I have a model like this:
class CampaignPermittedURL(models.Model):
hostname = models.CharField(max_length=255)
path = models.CharField(max_length=255,blank=True)
On a frequent basis, I will be handed a URL, which I can urlsplit into a hostname and a path. What I'd like is for the end user to be able to enter a hostname (yahoo.com) and possibly a path (weddings).
I'd like to find when a URL does not 'match' that hostname/path combination like so:
- success: www.yahoo.com/weddings/newyork
- success: yahoo.com/weddings
- failure: cnn.com
- failure: cnn.com/weddings
I think the best way to do this is:
url = urlsplit("http://www.yahoo.com/weddings/newyork")
### split hostname on . and path on /
matches = CampaignPermittedURL.objects.filter(hostname__regex=r'(com|yahoo.com|www.yahoo.com)'), \
path__regex=r'(weddings|weddings/newyork)')
Does anybody have better ideas?
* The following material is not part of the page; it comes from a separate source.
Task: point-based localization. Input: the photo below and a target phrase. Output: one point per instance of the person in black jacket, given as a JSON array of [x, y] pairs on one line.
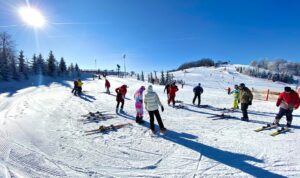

I am using PostgreSQL and would otherwise want to try Django Full Text Search but I'm not sure if that's worth it or if it really fits my needs any better than this. Are there other methods that are equally fast?
Keep in mind that my method has the URL passed to it and that the CampaignPermittedURL object may have many hundred records. I am looking for extensible/maintainable solutions foremost, but it does also need to be efficient since this will be scaled to several hundred calls a second.
I'm also fine with using another back-end (Sphinx?) but I am most concerned about staying with standard Django to the highest degree possible.